3. Apply conservation of angular momentum: Since no external torques act, ( I_1\omega_1 = I_2\omega_2 ). Solve for the final angular velocity ( \omega_2 = \omega_1\frac{I_1}{I_2} ).
4. Energy considerations: Rotational kinetic energy increases due to work done by the tension force in the pendulum string as it swings outward. Calculate ( \Delta KE = \frac{1}{2}I_2\omega_2^2 - \frac{1}{2}I_1\omega_1^2 ).

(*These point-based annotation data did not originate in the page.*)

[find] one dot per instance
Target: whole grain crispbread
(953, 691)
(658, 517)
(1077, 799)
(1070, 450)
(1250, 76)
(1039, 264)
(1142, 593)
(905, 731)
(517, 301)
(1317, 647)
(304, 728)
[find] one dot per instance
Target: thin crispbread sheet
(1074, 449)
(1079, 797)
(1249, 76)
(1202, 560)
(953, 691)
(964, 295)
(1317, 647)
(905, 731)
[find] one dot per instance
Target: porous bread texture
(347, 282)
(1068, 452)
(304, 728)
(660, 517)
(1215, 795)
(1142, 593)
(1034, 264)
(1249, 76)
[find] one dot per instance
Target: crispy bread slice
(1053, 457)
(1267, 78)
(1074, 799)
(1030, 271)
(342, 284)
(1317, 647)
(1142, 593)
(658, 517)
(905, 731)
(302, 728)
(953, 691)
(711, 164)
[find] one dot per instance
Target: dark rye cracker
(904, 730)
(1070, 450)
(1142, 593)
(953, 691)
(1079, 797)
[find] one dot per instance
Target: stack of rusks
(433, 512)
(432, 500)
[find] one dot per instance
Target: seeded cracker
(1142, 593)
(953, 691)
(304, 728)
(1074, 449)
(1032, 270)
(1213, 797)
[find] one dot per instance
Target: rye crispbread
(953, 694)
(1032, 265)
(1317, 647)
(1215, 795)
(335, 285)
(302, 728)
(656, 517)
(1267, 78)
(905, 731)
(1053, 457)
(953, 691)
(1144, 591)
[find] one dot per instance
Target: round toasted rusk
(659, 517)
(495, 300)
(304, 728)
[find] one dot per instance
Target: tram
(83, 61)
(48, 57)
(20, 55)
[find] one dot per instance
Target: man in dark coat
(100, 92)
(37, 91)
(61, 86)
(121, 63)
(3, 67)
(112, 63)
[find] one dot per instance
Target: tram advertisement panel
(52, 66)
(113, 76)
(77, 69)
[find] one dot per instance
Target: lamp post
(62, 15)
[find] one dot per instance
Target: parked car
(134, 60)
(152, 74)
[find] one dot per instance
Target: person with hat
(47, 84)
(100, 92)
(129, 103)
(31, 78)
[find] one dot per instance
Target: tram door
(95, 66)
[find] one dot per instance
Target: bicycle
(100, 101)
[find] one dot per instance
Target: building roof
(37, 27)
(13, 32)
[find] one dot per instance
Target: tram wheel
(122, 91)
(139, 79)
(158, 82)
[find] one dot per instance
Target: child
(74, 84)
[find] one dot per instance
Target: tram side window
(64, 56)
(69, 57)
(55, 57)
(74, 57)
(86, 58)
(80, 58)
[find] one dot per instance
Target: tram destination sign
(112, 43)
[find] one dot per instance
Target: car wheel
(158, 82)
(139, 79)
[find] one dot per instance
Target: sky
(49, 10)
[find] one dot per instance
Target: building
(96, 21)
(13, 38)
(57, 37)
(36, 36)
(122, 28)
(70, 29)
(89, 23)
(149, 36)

Common Pitfall: Assuming mechanical energy is conserved when it actually increases due to internal forces doing work. Also, incorrectly calculating the pendulum's contribution to moment of inertia by using the wrong effective radius.

Conclusion

These advanced mechanics problems demonstrate the sophisticated problem-solving skills expected at the undergraduate level. Day to day, success requires not just mathematical proficiency, but deep conceptual understanding of when and how to apply conservation laws. The key insight across all scenarios is recognizing which quantities remain constant (conserved) and which transformation mechanisms are at play—whether it's the instantaneous momentum transfer during collisions, energy conversion in harmonic oscillators, or the work done by non-conservative forces like drag. Mastering these distinctions enables students to work through complex physical situations systematically, building the analytical foundation essential for advanced physics study.